The Switchblade-300 and -600 are loitering ammunition for use against infantry and armored targets respectively. They’re “basically one-way drones,” Kirby said at the time.
Although the Phoenix Ghost has optics and sensors, it is “designed for tactical operations,” Kirby added. “In other words, it’s not primarily just to hit the target.”
As of September, the Pentagon has sent about 700 Phoenix Ghost drones to Ukraine. But despite hundreds of drones in use in Ukraine and close surveillance of battlefields around the world, a bit glimpse of drones in action against Russian forces.
billions of security aid
So far, the U.S. military has deployed or committed to deploy four strategic or tactical unmanned aerial systems, each designed for a different purpose, to the Ukrainian Armed Forces.

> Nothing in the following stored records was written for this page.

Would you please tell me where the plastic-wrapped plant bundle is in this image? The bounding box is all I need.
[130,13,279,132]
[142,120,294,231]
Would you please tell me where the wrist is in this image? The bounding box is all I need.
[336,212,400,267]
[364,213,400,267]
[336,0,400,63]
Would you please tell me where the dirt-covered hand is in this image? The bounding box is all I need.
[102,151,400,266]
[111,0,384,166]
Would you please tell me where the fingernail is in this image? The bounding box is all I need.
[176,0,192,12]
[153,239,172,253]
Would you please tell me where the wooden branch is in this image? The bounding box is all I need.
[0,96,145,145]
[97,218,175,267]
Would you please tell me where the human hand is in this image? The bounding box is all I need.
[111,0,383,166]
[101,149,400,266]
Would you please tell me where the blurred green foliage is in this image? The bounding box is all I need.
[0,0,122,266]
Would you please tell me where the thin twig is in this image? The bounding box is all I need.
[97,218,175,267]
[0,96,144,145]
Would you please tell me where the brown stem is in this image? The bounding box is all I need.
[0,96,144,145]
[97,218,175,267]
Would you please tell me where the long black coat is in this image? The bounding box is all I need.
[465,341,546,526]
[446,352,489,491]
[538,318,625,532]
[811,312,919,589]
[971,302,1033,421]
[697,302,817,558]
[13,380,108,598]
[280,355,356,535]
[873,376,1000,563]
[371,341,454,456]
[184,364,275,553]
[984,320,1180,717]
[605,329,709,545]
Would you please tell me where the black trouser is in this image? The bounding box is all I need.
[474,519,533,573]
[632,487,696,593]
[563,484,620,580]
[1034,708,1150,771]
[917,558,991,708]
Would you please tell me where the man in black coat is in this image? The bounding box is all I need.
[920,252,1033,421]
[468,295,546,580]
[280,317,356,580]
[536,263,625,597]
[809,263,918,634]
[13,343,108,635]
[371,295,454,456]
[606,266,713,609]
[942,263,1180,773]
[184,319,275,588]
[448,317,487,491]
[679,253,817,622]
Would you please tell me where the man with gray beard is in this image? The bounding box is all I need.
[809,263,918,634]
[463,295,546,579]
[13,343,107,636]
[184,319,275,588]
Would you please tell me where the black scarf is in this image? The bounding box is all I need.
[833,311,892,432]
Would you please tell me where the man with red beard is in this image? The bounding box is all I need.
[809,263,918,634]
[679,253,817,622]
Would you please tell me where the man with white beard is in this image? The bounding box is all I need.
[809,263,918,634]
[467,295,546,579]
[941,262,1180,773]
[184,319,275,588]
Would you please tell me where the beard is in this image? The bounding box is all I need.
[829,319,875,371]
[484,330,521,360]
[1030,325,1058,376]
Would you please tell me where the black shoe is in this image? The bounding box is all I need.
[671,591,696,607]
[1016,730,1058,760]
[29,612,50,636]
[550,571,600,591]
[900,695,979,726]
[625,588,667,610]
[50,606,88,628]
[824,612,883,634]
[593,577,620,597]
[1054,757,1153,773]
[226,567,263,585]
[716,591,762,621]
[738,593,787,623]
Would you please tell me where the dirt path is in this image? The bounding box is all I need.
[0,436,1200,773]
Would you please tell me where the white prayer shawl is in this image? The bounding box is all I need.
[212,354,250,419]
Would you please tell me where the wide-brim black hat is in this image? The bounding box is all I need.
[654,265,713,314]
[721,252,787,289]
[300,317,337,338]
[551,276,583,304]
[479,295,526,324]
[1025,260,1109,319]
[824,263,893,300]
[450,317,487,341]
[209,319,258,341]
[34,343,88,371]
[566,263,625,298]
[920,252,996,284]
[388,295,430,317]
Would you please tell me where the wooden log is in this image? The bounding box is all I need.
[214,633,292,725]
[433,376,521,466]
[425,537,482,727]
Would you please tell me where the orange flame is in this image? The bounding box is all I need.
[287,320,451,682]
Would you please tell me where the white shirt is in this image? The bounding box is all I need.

These drones are the AeroVironment RQ-20 Puma, a small UAV designed for tactical reconnaissance. Switchblade also created by AeroVironment. Boeing Insitu Scan Eagle, a rugged low-altitude drone. The Phoenix Ghost was designed by Aevex Aerospace as part of a secret US Air Force program.
Overall, the U.S. military has pledged to provide Ukrainian forces with approximately 2,000 drones to launch strikes and perform intelligence, surveillance and reconnaissance missions.
Drones are just one part of a huge US-led effort To improve Ukraine’s self-defense capabilities in the wake of the 2014 Russian attack. Since then, the United States has pledged more than $17.2 billion in security assistance to Ukraine.
Since the Biden administration took office in January 2021, U.S. security assistance to Ukraine has totaled more than $15.2 billion, and since the latest Russian offensive launched on February 24, the U.S. has sent about $145 million to Kyiv. Provides $100 million in security assistance.
These weapons and the training provided by the United States and other nations are critical to Ukraine’s successful defense.
Weapons such as the FGM-148 Javelin anti-tank missile, the AGM-88 high-velocity anti-radiation missile, or the M142 high-mobility artillery rocket system really help the Ukrainian military to hold the line and maintain a steady counterattack.
Concerns that supplying Ukraine with Western-made weapons could provoke escalation with Russia appear to have eased, and while the United States is supplying Ukrainians with more sophisticated weapons, fighter planes, etc. Some weapons have not yet been added to that list.
Stavros Atlamazoglou is a defense journalist specializing in Special Operations, a Greek Army Veteran (575th Marine Battalion and National Service in Army Headquarters), and a graduate of Johns Hopkins University. He is currently working towards his master’s degree in strategy and cybersecurity at the Johns Hopkins School of Advanced International Studies (SAIS).